Esas No: 2022/3634
Karar No: 2022/5356
Karar Tarihi: 21.09.2022
Yargıtay 7. Hukuk Dairesi 2022/3634 Esas 2022/5356 Karar Sayılı İlamı
7. Hukuk Dairesi 2022/3634 E. , 2022/5356 K.Özet:
Dava, ortaklığın giderilmesi davasında davanın kabulüne dair verilen karara karşı yargılamanın yenilenmesi istemine ilişkindir. Davacı, tapu kayıt maliki ... mirasçılarından ...’e dava dilekçesi ve gerekçeli kararın usulüne uygun tebliğ edilmediğini, yargılamanın davalının yokluğunda, bilgisi ve savunması dışında yapılarak hükmün kesinleştirildiğini ileri sürerek yargılamanın yenilenmesi talebinde bulunmuştur. Mahkeme, yargılamanın yenilenmesi sebebi HMK 375. maddesinde belirtilen sebeplerden birisine dayalı olmadığı, ayrıca HMK 377. maddesi gereği sürelerin geçmiş olduğu gerekçesiyle davanın reddine karar vermiştir. Ancak, ...’e usulüne uygun tebligat yapılmadığından Üsküdar 5. Asliye Hukuk Mahkemesinin 1998/124 Esas- 2000/863 Karar sayılı ilamının ... yönünden kesinleştiği kabul edilemez. Bu nedenle bahsi geçen karara karşı hukuki haklarının zarar gördüğünü düşünen kişiler için temyiz yolu açık olduğundan, davalı ...’nin \"yargılamanın yenilenmesi\" talebi olarak adlandırdığı talebinin Üsküdar Asliye Hukuk Mahkemesinin 1998/124 Esas 2000/ 863 Karar sayılı ilamına karşı temyiz istemi olarak kabul edilerek dosyadaki 26.12.2000 tarihli kesinleşme şerhinin kaldırılmasına karar verildi. Kararda, Tebligat Kanunu'nun 10. ve 35. maddeleri ile Hukuk Muhakemeleri Kanunu'nun 27. maddelerine de değinilmiştir.
"İçtihat Metni"
7. Hukuk Dairesi
MAHKEMESİ :Asliye Hukuk Mahkemesi
YARGILAMANIN YENİLENMESİNİ
İSTEYEN : ...
DAVALILAR : ... vd.
Davacı vekili tarafından, davalılar aleyhine 15/01/2014 gününde verilen dilekçe ile yargılamanın yenilenmesi talebi üzerine yapılan duruşma sonunda; davanın reddine dair verilen 17/07/2014 günlü hükmün Yargıtayca incelenmesi davacı vekili tarafından istenilmekle süresinde olduğu anlaşılan temyiz dilekçesinin kabulüne karar verildikten sonra dosya ve içerisindeki bütün kağıtlar incelenerek gereği düşünüldü:
K A R A R
Dava, ortaklığın giderilmesi davasında davanın kabulüne dair verilen karara karşı yargılamanın yenilenmesi istemine ilişkindir.

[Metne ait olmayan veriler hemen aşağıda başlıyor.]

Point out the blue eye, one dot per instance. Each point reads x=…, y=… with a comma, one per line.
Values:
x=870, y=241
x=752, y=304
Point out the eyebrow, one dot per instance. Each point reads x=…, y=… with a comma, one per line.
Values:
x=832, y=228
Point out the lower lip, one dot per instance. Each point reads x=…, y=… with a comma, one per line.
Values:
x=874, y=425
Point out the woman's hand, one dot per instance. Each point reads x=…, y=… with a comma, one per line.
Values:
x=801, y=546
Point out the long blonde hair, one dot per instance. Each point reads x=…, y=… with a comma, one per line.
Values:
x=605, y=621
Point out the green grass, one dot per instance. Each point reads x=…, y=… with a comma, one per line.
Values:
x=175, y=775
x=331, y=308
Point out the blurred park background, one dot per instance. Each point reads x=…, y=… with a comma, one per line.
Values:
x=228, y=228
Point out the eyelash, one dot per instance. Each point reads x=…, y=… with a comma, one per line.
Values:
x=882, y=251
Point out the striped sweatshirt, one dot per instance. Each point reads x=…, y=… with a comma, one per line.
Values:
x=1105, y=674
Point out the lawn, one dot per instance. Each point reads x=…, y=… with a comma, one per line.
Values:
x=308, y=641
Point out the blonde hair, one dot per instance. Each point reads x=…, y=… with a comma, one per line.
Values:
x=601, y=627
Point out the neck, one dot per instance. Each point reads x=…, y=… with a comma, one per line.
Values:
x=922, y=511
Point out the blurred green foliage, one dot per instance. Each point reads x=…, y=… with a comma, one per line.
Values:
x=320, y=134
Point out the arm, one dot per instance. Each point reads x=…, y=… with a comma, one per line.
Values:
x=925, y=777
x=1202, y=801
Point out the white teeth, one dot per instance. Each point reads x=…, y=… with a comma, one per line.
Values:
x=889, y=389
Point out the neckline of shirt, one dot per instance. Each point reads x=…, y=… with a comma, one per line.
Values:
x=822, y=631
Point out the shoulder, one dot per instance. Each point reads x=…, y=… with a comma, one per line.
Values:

Davacı vekili; Üsküdar 5. Asliye Hukuk Mahkemesinin 1998/124 Esas ve 2000/863 Karar sayılı ilamı ile 2548 ada 13 parselde muris ... adına kayıtlı taşınmazın tapusunun iptali ile davacı ... adına tesciline karar verildiğini ancak tapu kayıt maliki ... mirasçılarından ...’e dava dilekçesi ve gerekçeli kararın usulüne uygun tebliğ edilmediğini, yargılamanın davalının yokluğunda, bilgisi ve savunması dışında yapılarak hükmün kesinleştirildiğini ileri sürerek yargılamanın yenilenmesi talebinde bulunmuştur.
Davalılar, ...’e yapılan tebligatların usulüne uygun olduğunu, davadan haberdar olduğunu ileri sürerek davanın reddini savunmuşlardır.
Mahkemece, yargılamanın yenilenmesi sebebi HMK 375. maddesinde belirtilen sebeplerden birisine dayalı olmadığı, ayrıca HMK 377. maddesinde belirtilen süreler de geçmiş olduğu gerekçesiyle davanın reddine karar verilmiştir.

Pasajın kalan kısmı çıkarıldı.